Different hepatitis b virus genotypes are associated with different mutations in the core promoter and precore regions during hepatitis B e antigen seroconversion

Hepatitis B virus (HBV) is endemic in Rwanda and is a major etiologic agent for chronic liver disease in the country. In a previous analysis of HBV strains from Rwanda, the S genes of most strains segregated into one single clade of subgenotype, A1. More than half (55%) of the anti-HBe positive individuals were viremic. In this study, 23 complete HBV genomes and the core promoter region (CP) from 18 additional strains were sequenced.
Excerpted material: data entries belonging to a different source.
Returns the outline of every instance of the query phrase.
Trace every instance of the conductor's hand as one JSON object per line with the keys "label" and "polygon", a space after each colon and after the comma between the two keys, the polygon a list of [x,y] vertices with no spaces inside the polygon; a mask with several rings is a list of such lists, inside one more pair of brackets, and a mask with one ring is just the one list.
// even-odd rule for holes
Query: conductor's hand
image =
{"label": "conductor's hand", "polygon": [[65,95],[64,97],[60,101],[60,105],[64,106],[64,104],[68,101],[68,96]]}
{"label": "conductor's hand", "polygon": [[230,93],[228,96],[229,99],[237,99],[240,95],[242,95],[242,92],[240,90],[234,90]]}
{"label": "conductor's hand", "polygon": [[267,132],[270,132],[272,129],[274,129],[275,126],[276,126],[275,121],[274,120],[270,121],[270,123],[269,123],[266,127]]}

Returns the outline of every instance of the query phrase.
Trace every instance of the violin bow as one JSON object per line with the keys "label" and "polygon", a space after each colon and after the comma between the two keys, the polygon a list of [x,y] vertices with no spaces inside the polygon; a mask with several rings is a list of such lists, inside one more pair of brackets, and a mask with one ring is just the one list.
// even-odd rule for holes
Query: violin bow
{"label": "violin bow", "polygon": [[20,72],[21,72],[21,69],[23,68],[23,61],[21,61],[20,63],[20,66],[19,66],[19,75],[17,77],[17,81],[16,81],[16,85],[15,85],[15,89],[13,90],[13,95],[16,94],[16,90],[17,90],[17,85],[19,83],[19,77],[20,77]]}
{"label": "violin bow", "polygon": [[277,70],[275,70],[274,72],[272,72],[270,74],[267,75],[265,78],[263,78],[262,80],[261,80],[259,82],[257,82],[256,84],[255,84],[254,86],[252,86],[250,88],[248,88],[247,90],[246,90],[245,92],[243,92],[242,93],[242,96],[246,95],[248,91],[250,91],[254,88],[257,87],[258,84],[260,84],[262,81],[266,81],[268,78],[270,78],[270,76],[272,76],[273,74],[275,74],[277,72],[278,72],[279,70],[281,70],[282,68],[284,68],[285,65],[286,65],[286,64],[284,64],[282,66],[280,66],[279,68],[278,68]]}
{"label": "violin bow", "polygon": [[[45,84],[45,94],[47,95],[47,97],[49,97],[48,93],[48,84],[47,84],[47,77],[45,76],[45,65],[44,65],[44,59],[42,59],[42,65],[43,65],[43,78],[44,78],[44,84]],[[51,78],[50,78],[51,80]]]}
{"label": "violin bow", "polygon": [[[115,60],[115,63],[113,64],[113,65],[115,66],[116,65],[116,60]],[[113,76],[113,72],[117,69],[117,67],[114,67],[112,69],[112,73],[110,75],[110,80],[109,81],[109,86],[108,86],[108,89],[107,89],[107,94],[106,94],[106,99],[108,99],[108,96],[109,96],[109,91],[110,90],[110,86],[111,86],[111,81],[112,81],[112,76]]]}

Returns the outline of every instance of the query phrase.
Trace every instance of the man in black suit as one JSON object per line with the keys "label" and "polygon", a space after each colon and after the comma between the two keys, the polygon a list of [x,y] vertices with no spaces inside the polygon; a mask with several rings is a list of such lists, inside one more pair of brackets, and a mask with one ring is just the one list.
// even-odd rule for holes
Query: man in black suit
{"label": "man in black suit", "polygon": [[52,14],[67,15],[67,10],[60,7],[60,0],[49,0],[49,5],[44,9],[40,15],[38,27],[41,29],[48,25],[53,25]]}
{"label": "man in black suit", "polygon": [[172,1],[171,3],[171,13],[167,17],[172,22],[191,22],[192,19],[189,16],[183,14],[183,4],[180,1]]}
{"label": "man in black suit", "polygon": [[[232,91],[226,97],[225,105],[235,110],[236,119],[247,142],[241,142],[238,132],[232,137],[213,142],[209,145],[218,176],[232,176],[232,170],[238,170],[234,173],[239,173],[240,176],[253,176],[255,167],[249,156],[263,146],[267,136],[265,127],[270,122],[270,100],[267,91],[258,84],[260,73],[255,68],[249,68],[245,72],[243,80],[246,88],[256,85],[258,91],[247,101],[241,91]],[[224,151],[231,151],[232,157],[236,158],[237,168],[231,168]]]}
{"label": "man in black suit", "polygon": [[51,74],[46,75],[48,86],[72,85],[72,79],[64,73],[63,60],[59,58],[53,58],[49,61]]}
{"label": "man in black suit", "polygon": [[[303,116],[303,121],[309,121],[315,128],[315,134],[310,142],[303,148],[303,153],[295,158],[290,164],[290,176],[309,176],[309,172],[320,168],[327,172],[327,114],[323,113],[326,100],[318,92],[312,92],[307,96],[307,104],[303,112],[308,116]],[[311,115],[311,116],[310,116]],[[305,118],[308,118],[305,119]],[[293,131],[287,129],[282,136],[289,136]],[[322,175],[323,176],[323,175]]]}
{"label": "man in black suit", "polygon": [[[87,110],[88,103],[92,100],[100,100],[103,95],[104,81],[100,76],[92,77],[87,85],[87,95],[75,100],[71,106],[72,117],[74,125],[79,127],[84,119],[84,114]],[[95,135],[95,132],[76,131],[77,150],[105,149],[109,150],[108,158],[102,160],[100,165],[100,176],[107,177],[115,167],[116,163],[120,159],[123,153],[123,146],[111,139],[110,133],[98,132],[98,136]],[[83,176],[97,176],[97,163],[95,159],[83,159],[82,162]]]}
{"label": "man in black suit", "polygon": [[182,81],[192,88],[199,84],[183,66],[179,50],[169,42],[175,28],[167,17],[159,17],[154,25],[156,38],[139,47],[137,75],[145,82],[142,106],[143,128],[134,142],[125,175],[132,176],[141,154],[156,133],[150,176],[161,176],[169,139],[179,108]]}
Phylogenetic analysis of complete genomes confirmed that most Rwandan strain formed a single unique clade, within subgenotype A1. Strains from 17 of 22 (77%) anti-HBe positive HBV carriers had either mutated the precore start codon (9 strains with either CUG, ACG, UUG, or AAG) or mutations in the Kozak sequence preceding the pre-core start codon (8 strains). These mutually exclusive mutations were also identified in subgenotypes A1 (70/266; 26%), A2 (12/255; 5%), and A3 (26/49; 53%) sequences from the GenBank. The results showed that previous, rarely described HBV variants, expressing little or no HBeAg, are selected in anti-HBe positive subgenotype Al carriers from Rwanda and that mutations reducing HBeAg synthesis might be unique for a particular HBV clade, not just for a specific genotype or subgenotype.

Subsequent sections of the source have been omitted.